Storm over handpass rule seems a million miles away
IT SEEMS like an eternity since Tipperary manager John Evans dusted himself down from a defeat to Kerry and faced the cameras to speak about intelligent fools and silly rules.
Remember the fuss surrounding the opening two weekends of the summer?
Remember Kieran Donaghy fisting a perfectly legitimate handpass to Bryan Sheehan against Tipperary only to be pulled up for misuse of the ball? Sheehan went on to slot home a goal, but it was disallowed. Up North, as Derry and Armagh locked horns, Eoin Bradley gave a wholly valid handpass to a colleague only to have the referee, who was behind him, deem it illegal.
No doubt about it, the start of the championship was badly blighted by that controversial new handpass rule.
The opening fixtures; the Kerry/Tipp, Meath/Offaly and Carlow/Wicklow games were definitely the worst affected and the fallout prompted the likes of Mick O'Dwyer, Luke Dempsey, Evans, and O'Connor to spit fire. Acres of ink were devoted to the controversy in the newspapers, internet forums burned with critique and the airwaves buzzed with rage.
With the flame lit, Tyrone manager Mickey Harte added to the blaze by unleashing his own fury at the new directive.
"People have said simplistically, it's a joke. It isn't a joke. It's too serious to be a joke," he said. "I think it's crazy that the fist pass as experimented with during the league and McKenna Cup was rejected at Congress and in the very next motion they actually brought in the previous rule. I don't know what happened there, but it was crazy."
In a way, he was right. On deeper analysis, the new rule is straightforward enough but the fact that the GAA asked experienced inter-county footballers to forget what they had learned over the past 20 years and learn a new style of handpass just days before the start of the 2010 championship drove the players nuts.
Dublin footballer Paul Flynn labelled the new rule as "a disgrace" and hit a chord when he reckoned the six counties who played on the opening day of the championship were "the guinea pigs" who suffered most. Sean Cavanagh said Tyrone would just go with their instinct against Antrim and hope for the best. He also admitted that he "cringed" while watching Meath and Offaly.
That game saw referee Derek Fahy apply a no-tolerance interpretation of what constituted a legal handpass, a policy that attracted much uproar.
The Sunday Game reflected that acrimony and plunged the issue well and truly into the public domain. In an attempt to quell the hype, GAA director-general Páraic Duffy faced the media to remind us that the rule had actually been passed five weeks earlier and that teams had been briefed. While the blame-game seekers turned on the Congress delegates who voted this rule in, Duffy kept calm and predicted the storm would pass.
He was spot on.
The clouds have most definitely lifted. But have players adjusted, or are referees more lenient?
Former Donegal All Star and leading Gaelic football analyst Martin McHugh reckons it's a bit of both. "The referees have definitely made a change and are not blowing now unless they are entirely certain that a foul handpass was made," he says.

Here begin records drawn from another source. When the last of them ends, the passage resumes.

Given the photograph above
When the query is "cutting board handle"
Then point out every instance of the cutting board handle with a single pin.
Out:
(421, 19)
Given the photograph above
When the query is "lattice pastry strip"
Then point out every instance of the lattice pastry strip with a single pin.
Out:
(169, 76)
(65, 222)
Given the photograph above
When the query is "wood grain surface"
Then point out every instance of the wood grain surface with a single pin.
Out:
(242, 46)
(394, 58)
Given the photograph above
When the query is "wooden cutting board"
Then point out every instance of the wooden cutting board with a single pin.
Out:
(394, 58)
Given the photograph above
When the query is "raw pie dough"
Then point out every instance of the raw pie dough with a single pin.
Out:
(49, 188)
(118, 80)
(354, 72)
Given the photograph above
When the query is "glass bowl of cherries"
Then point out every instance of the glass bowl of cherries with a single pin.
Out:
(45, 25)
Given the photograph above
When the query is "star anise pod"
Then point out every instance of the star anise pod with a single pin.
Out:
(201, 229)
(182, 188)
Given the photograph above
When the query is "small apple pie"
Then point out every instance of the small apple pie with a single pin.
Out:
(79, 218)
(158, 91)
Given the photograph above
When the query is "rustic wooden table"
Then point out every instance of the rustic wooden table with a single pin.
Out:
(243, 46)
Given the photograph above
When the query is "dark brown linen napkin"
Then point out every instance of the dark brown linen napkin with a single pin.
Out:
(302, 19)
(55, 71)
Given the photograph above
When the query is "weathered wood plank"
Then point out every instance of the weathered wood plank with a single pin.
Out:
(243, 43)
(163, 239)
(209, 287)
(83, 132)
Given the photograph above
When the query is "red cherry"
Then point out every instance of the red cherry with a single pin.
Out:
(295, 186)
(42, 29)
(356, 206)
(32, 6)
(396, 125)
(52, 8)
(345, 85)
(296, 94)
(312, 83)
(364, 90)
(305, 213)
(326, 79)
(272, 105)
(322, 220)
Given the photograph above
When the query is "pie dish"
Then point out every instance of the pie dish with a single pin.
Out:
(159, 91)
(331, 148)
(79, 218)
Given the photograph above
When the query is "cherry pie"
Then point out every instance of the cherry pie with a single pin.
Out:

"Overall, I think the whole thing will be phased out over the season. Referees will blow for fouls they are certain of, especially out the field. That will keep the rule makers happy and it will take pressure off the match officials too."
Referees Committee chairman Mick Curley was another who was sure the commotion would die down but reasons that it is more a case of players adjusting than referees compromising.
"Everyone is used to it now," he says. "The referees' fears have been sorted out and the players have taken to the new rule. You don't find as many foul passes called.
"It took a while," he admits. "We held a referees' seminar the week after Antrim played Tyrone to go through a few issues with our members. They were confused, but they were very receptive and left full sure that they had correctly handled the new directive. We feel we have it sorted now."
It was little wonder that the referees met to clear the confusion. They had been applying wildly varying definitions of the rule. And after taking so much flak, maybe it was inevitable they would relax the rule as the season went on, even if Curley is adamant that is not the case.
"No it's not," he insists. "We watched video clips of controversial incidents from the opening seven matches in Munster, Leinster and Ulster and talked through the various scenarios together -- it cleared things up a lot. We're all on singing off the one hymn sheet now, that's all."
But those who feel that referees are turning a blind eye to a lot of illegal passes won't be told otherwise. "I watched Meath and Laois last weekend and Kerry and Cork, and so much was left go," says Evans. "I think that's the attitude now from players and manager anyway -- please let it go away, let this handpass thing be done and dusted for once and for all."
Either way, the whole fuss has more or less died away. For the time being anyway. Hard to believe it caused such mutiny within the Association just six weeks ago.